L'audience prévue ce mercredi 21 mai était attendue de longue date par Alain et Dafroza Gauthier, les fondateurs du collectif des parties civiles pour le Rwanda (CPCR). "Etait" car la juge du pôle crimes contre l'humanité du tribunal judiciaire de Paris en charge du dossier, a rendu, vendredi 16 mai dernier ses conclusions, révélées ce 19 mai par l'AFP : "Les investigations visant Agathe Habyarimana pour son éventuel rôle lors du génocide des Tutsi en 1994 sont closes, sans que la veuve de l'ancien président rwandais n'ait été mise en examen (...) Placée depuis 2016 sous le statut intermédiaire de témoin assisté, Agathe Habyarimana échappe, à ce stade, à un procès".

Alain Gauthier, rencontré quelques heures avant la publication de la dépêche AFP, se voulait déjà très prudent : "Je suis pour l’instant très réservé. Je vis d’espoir mais le doute est bien inscrit au fond de moi". Des doutes qui se concrétisent.

Une attente longue de 17 ans



En février 2007, le collectif des parties civiles pour le Rwanda porte plainte pour complicité de génocide et de crime contre l'humanité à l'encontre d'Agathe Kanziga-Habyarimana, femme du président rwandais, Juvénal Habyarimana, assassiné le 6 avril 1994. Au lendemain de cette mort, le génocide des Tutsi débute.

"Je pense, avec beaucoup d’autres d’ailleurs, qu’elle a joué un rôle beaucoup plus important que celui qu’elle s’attribue elle-même, explique Alain Gauthier. Elle se présente comme une femme qui s’occupe de son ménage, de ses poules, de ses cochons. J’ai quand même rencontré un témoin qui m’a convoqué, un vieux commerçant Rwandais qui habite Dijon, et qui m’a dépeint Mme Habyarimana comme étant véritablement une femme de pouvoir. C’est elle qui dirigeait pratiquement son mari." Et de relater : "Il m’a laissé entendre que, pour rencontrer Juvénal Habyarimana, il fallait toujours passer par elle. Elle était d’une lignée et d’une famille très connue au Rwanda, qui avait la réputation de gouverner à la fois le système politique et financier".

La plainte déposée par le CPCR est étayée, le dossier épais. Mais depuis dix-sept ans, la justice est restée muette.

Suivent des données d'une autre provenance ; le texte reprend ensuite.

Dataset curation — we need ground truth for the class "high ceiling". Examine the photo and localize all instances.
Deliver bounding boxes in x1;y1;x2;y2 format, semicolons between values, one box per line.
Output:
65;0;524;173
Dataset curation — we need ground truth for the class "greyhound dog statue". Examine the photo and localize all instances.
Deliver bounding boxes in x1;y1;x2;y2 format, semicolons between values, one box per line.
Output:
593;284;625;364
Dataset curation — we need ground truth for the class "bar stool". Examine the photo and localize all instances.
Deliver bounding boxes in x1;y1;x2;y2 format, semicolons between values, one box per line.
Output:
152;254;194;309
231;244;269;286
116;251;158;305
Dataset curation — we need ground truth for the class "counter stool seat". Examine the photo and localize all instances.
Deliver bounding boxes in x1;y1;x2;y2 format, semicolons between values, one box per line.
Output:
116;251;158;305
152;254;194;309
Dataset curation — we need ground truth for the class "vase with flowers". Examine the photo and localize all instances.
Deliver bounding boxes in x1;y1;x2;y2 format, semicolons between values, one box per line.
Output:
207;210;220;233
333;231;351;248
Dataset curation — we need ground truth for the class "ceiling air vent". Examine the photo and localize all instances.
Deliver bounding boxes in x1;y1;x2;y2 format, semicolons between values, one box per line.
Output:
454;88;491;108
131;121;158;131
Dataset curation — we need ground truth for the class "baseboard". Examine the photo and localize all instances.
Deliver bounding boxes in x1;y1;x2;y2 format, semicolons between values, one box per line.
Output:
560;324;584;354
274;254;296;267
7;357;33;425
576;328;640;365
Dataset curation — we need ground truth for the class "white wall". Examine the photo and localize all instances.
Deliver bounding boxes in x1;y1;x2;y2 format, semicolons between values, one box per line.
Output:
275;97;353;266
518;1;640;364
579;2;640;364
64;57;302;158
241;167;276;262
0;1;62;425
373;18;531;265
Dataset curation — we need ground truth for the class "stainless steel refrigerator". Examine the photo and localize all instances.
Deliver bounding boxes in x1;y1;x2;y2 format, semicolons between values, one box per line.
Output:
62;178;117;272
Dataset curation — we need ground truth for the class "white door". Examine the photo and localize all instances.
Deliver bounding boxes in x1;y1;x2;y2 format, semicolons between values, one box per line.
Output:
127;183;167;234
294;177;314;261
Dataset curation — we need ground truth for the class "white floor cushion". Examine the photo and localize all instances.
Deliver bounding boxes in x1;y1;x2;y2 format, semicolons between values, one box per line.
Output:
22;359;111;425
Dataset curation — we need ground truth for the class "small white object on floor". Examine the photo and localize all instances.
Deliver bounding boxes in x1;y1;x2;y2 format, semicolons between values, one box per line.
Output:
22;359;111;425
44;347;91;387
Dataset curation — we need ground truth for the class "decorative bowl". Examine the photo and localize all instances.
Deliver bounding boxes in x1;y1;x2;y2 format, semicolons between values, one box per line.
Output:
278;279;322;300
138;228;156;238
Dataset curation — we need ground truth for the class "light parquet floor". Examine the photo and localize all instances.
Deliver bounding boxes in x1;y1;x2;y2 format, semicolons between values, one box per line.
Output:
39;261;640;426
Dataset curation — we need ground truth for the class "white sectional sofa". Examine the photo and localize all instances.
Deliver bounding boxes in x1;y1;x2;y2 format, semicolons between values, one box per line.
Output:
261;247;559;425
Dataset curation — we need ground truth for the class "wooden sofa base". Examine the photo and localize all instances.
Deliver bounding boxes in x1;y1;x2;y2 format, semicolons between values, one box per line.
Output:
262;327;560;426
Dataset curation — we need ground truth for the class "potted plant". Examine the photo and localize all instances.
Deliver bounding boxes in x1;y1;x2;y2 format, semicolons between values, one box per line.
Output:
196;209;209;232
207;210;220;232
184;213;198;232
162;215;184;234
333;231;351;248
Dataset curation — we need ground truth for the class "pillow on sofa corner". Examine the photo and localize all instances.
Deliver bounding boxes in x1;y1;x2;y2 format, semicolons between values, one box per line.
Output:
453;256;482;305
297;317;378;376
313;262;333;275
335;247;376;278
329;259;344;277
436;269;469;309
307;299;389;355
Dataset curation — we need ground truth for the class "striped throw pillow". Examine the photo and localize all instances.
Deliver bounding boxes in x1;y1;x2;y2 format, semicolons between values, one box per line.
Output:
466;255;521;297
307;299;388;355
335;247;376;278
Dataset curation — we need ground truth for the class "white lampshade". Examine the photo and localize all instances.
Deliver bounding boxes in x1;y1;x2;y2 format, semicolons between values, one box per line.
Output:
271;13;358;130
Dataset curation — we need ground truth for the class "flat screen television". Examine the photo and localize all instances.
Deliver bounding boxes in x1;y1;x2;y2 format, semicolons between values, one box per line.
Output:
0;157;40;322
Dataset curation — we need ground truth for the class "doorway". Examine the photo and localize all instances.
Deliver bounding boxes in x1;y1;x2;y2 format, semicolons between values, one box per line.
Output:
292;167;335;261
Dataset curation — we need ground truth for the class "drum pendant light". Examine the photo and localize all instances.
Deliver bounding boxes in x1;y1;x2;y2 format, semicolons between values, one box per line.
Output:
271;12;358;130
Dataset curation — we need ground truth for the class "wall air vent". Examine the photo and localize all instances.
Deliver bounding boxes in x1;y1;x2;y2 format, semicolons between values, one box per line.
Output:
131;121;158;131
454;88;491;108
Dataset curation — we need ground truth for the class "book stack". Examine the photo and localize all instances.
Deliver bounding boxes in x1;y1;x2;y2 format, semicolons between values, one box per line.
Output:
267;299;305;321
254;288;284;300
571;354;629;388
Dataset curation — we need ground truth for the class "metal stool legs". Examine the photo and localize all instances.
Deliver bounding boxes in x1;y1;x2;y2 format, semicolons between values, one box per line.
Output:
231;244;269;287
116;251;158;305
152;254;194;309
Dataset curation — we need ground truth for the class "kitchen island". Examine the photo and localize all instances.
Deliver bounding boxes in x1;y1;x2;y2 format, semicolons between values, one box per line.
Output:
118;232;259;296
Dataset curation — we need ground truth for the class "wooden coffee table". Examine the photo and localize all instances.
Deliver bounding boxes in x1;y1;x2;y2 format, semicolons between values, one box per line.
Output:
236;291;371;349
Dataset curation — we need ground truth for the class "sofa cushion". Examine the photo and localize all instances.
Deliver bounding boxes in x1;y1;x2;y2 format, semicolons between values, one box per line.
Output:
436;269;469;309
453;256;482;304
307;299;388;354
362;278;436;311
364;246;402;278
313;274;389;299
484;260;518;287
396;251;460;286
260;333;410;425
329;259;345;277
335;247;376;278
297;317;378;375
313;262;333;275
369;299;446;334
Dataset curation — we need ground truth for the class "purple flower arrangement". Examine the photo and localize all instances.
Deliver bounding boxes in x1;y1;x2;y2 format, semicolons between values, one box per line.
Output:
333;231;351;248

"Elle était très proche, comme certains de ses frères et cousins, des extrémistes Hutu, reprend Alain Gauthier. Ceux en particulier de la CDR, la coalition pour la défense de la République, qui défendaient les thèses les plus extrêmes et qui s’opposaient aux accords d’Arusha que son mari venait de signer. Le jour même de l’attentat, certains témoins ont décrit son comportement. Je pense en particulier à une des filles du docteur du président Habyarimana, qui parlait d'Agathe Habyarimana en disant qu’elle appelait aux crimes, aux meurtres. Elle se réjouissait en apprenant telle ou telle disparition. Elle a beaucoup travaillé en sous-main, en douce, mais elle était là, probablement dans la préparation du génocide. D’aucuns l’ont même accusé de s’être réjouie aussi de la mort de son mari. Ce sont des choses qui se disent, après il faut le prouver".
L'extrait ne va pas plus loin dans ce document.